Monthly Archives: Desember 2014

Ironi duka berpesta dan kuasa

Pagi yang cerah setelah beberapa hari terakhir hujan mengguyur ibu kota, tidak ada yang istimewa kecuali waktu yang akan mendekat ke akhir tahun. Lalu semua tercengang ketika terkabar dimedia telah terjadi hilang kontak sebuah pesawat bernomor QZ8501 yang sedang menuju negeri tetangga beranjak dari belahan tanah Majapahit.

Penasaran memburu kabar yang lebih tajam tentang apa yang sebenarnya terjadi, menyelelimuti setiap anak pertiwi yang mendengari dan melihat melalui media, mengenai pesawat yang tidak diketahui keberadaannya sejak satu jam setelah mengangkasa.

Tidak banyak yang dapat dilakukan setelah dikabari, kecuali tangis dari keluarga dan kerabat yang turut dalam penerbangan, kecuali iba dan doa dari setiap anak pertiwi yang terus ingin mendapati apa yang sudah terjadi. Tidak berlama untuk para jiwa pahlawan yang seringkali terjun dalam berbagai medan bencana yang melanda negeri kami, mereka relawan yang telah beraduk warna baju untuk berjuang atas nama kemanusian yang terlanda duka.

Curah air mata yang mengalir terus tanpa terbendung saat yang sama para petinggi negeri tak kurang berjuang menenangi mereka semua bukan hanya keluarga yang turut terbang tetapi juga seluruh pelosok negeri, janji untuk menemukan mereka, apapun rupa yang akan didapati.

Drama duka kemanusiaan mulai bergulir, cuaca yang tak bersahabat dan media yang terus memberita, membuat suasana semakin menduka, terlebih kekhawatiran dari keluarga korban yang semakin ragu akan kenyataan belum juga didapati setelah satu dua hari dicari.

Tidak kalah duka, sebelumnya ada peristiwa bencana longsor dibanjarnegara jawa dan banjir lebih dari sepekan dibelahan tanah pajajaran tercinta. Berturut-turut duka terus mengalirkan air mata saudara bangsa kami.
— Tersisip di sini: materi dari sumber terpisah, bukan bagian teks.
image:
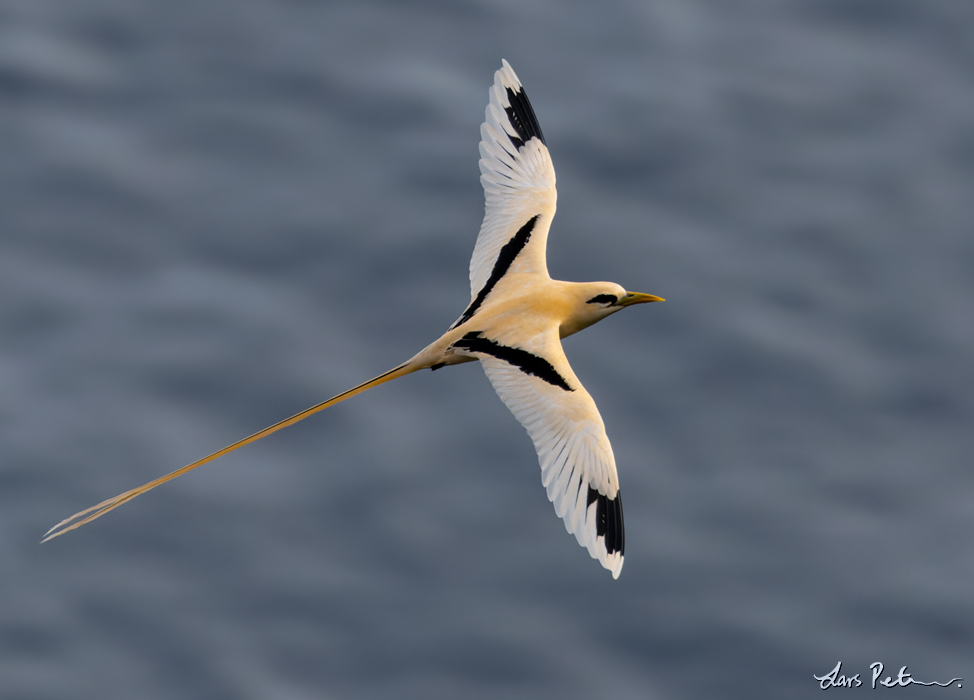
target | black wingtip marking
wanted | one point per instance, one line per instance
(608, 520)
(522, 117)
(505, 258)
(527, 362)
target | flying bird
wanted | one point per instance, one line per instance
(514, 324)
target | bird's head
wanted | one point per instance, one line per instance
(597, 300)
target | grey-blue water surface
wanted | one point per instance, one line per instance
(214, 214)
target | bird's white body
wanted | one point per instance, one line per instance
(513, 325)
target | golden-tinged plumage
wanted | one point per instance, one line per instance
(514, 324)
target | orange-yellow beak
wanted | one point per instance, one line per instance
(637, 298)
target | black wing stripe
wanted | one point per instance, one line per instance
(527, 362)
(608, 520)
(505, 258)
(522, 118)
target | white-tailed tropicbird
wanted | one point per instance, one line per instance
(514, 324)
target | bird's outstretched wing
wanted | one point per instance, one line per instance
(578, 469)
(519, 187)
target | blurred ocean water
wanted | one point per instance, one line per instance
(215, 214)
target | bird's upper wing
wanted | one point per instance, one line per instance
(519, 186)
(535, 381)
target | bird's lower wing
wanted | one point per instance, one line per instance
(535, 381)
Di ibukota nusantra, cerita merencana gembira diakhir tahun seolah tidak peduli dengan air mata saudara bangsa yang sedang berduka, mereka pongah tidak merasa sayatan duka. Mulai dari bintang nusantara yang akan mengisi acara, panggung gembira yang terhias lampu mewarna rona menjadi penghias mewahnya pesta yang digelar.

Entah dimana rasa kita adalah jiwa bangsa yang tersatu dalam duka maupun suka, kali ini ada belahan nusantara tengah berduka, akhirnya keluarga tak kuasa menahan beban tubuh setelah beberapa hari terjaga harus menerima nyata, tersiar kabar diketemukannya empat mayat disekitar titik kejadian terduga, menjadi semakin tanda kuat, benar telah terjadi bencana pada penumpang pesawat pagi yang sedang menuju negara tetangga.

Duka itu semua, tidak mengurungkan niat para penyelenggara pesta di tengah ibukota nusantara tercinta, entah sudah hilangkah rasa senusa dan sebangsa kita, sulit kita mengadu kesiapa, padahal berita mayat korban telah menutupi layar kaca, sepertinya duka tak mampu menampar pemegang kunci kuasa untuk membatalkan pesta acara, entah untuk siapa mereka berpesta, jika hanya rutin saja, sesekali harusnya boleh ditiada, inipun karena duka saudara bangsa kita, Indonesia

Entah apa yang dirasa, berpesta ditengah duka yang melanda anak bangsa, karena tidaklah cukup ucapan simpati di media kemudian kita loncat gembira mendengar music begema bersama meledaknya kembang berapi dilangit ibukota.

Setidaknya mendoa dan menunjuk simpati pada mereka yang berduka akan menjadi lebih penguat rasa bangsa, kita adalah Indonesia.